Published in Graphics

Nvidia has shipped a few DXG 1 systems

by on03 October 2016


At least five are deployed in Europe

We've had confirmation that at least five super expensive, 170 TeraFlops servers with eight P100 cards, each having a 16GB HBM 2, two Xeon processors, 512 GB RAM memory have been reaching its customers.

This means Nvidia had a head start as the first systems reached customers in late summer and before Q4 2016, and Nvidia’s CEO promised to ship the DXG-1 Systems before the end of the year. One of the biggest hold backs was the lack of HBM 2 memory, but that is slowly start to ship.

A single P100 card can easily sell for $5,000 in the market,  but so far Nvidia has concentrated to ship as many P100 cards in DXG-1 machines. This is definitely more profitable as companies like Facebook, Google, SAP and many leading universities are willing to spend their grants on these new supercomputers.

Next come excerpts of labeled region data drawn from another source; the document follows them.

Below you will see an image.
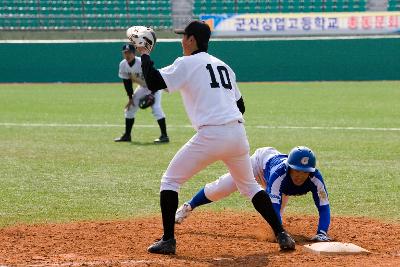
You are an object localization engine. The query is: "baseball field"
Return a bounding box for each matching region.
[0,81,400,266]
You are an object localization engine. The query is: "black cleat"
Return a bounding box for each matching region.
[114,134,131,142]
[147,238,176,255]
[154,135,169,144]
[276,231,296,250]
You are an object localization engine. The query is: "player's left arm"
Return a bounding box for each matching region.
[229,68,246,114]
[141,54,167,93]
[311,170,331,241]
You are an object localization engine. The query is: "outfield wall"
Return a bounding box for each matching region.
[0,37,400,82]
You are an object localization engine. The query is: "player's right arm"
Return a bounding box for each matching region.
[118,60,133,108]
[264,166,286,223]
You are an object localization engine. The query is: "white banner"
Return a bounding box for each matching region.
[200,12,400,36]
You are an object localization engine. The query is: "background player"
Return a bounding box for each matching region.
[137,21,295,254]
[175,146,330,241]
[114,44,169,143]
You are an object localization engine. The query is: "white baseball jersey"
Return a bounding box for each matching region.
[118,57,150,87]
[159,52,243,130]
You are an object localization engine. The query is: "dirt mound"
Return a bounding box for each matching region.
[0,211,400,267]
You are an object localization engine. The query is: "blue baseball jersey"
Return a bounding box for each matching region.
[264,154,331,233]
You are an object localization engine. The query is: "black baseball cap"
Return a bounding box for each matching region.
[122,44,135,53]
[174,20,211,50]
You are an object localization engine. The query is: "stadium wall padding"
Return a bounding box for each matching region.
[0,38,400,82]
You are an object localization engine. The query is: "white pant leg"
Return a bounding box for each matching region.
[125,86,150,119]
[151,90,165,120]
[160,130,217,192]
[161,122,262,198]
[204,149,263,202]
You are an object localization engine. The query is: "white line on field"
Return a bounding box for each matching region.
[0,122,400,131]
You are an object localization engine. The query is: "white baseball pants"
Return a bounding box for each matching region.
[160,121,262,199]
[125,86,165,120]
[204,147,287,207]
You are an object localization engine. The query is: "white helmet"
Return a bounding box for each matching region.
[126,26,157,51]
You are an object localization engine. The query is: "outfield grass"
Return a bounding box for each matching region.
[0,82,400,226]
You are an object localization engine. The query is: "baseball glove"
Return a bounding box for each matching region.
[126,26,157,52]
[139,94,155,109]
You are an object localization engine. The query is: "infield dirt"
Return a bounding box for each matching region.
[0,211,400,267]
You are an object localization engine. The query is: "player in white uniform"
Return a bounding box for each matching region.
[137,21,295,254]
[114,44,169,143]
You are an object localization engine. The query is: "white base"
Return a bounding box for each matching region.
[304,242,370,255]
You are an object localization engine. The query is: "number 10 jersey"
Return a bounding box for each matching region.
[159,52,243,130]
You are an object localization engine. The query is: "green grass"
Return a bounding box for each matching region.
[0,82,400,226]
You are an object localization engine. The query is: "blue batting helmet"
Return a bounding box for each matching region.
[286,146,317,172]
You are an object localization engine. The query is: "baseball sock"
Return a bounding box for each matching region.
[251,190,284,235]
[160,190,178,241]
[189,187,212,209]
[125,118,135,136]
[157,118,168,136]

Deep learning startups will also be all over these systems but it might be hard to get your hands on the systems at least for the time being. We also learned that more systems are on the way and that even non educational and non-Google or Facebook range customers are going to get their systems in Q4 2016, in a few weeks from now. 

HBM 2 memory was one of the big hold backs, as it is extremely hard to manufacture memory chips stacks and they make the P100 cards very expensive. Since we've followed Nvidia from the time of its second chip, Riva 128, we do know that Nvidia business mentality is all about making the biggest profits that it  possibly can.

It is hard to blame the firm,  as according to Nvidia’s CEO at the GPU Technology conference in Amsterdam, Pascal architecture was a two billion dollar investment. Nvidia is all about ROI, or return of investment on this gigantic project.

The fact that Nvidia made at least 1600 people interested for its GPU Technology conference in Amsterdam and that a big chunk involved the deep learning enthusiast, it is hardly a surprise that the company expects to see a lot of P100 and DXG-1 servers as they are, at the moment,  the fastest deep learning hardware around.